Asked in this week’s Pirtek Poll whether two laps was enough to constitute a race worthy of points, the overwhelming response from Speedcafe.com readers has been ‘no’.

In the wake of the event, Masi faced the media where he confirmed discussions would take place on how to avoid a repeat of Sunday’s disaster.

“After this weekend, at our next meeting for next year, we’ll look at a whole lot of things that we can all look at, to see what everyone wants to do,” he said.

“As you’re all well aware, we’re at one of those points that the FIA works with all 10 teams and F1 to develop the regulations.

“So we’ll go through all of the various scenarios and see what everyone thinks.”

On Monday, Sauber issued a terse statement voicing its own frustrations following the event.

The Swiss-based operation was arguably one of the biggest losers from Sunday’s affair after championship rivals Williams banked another double-points paying result – a factor that could be worth tens of millions of dollars at the end of the year.

“The decision not to race in these conditions was the right one, in the interest of protecting the safety of the drivers, the marshals, and the spectators themselves,” the statement read.

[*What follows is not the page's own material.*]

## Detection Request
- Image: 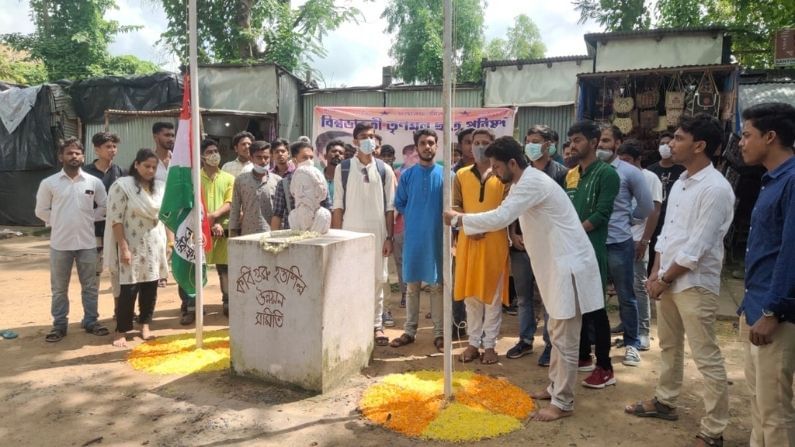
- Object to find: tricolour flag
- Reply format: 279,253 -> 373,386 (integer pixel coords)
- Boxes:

“However, the situation would have been dealt with a lot more appropriately by not having at all the ‘race’ we witnessed yesterday: this outcome hurts us all, but in particular hurts fans of the sport, who didn’t get the show they came to see.

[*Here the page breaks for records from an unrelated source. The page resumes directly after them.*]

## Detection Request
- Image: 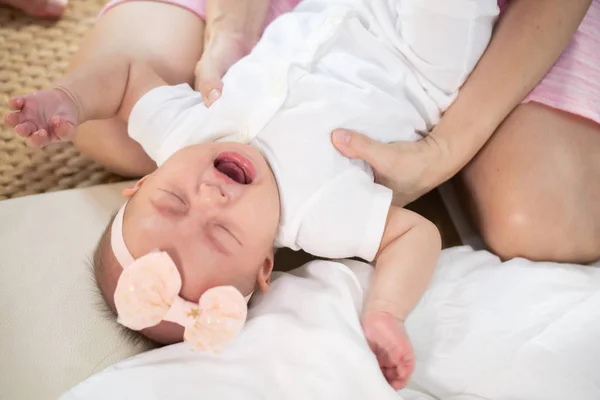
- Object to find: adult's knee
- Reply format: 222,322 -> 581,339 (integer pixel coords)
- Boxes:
462,103 -> 600,264
478,201 -> 542,261
478,198 -> 598,264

“We hope lessons were learnt yesterday, lessons that will improve the way we operate in the future and that put the supporters of our sport in the position they deserve to be.”

Asked by Speedcafe.com if there were things that could have been different on Sunday, McLaren’s Andreas Seidl was unsure.

“To be honest, nothing that comes into my mind at the moment,” he responded.

“I mean, fact is we all have the same goal or objective today, or we all have the same objective we wanted to go racing, drivers, the teams, Formula 1, the FIA and the fans, mainly to put up a good show for the fans.

“That’s why I think it is worth trying, even in difficult conditions, as long as it’s safe to put up the show.

“But, safety obviously must be protected and that has been done, so be honest, I’m happy in the end with the outcome.

“There was no risk for anyone. We tried what was possible but we had to accept it was not possible in the end the race.”

McLaren left Belgium with six points in the constructors’ championship owing to Daniel Ricciardo’s fourth place.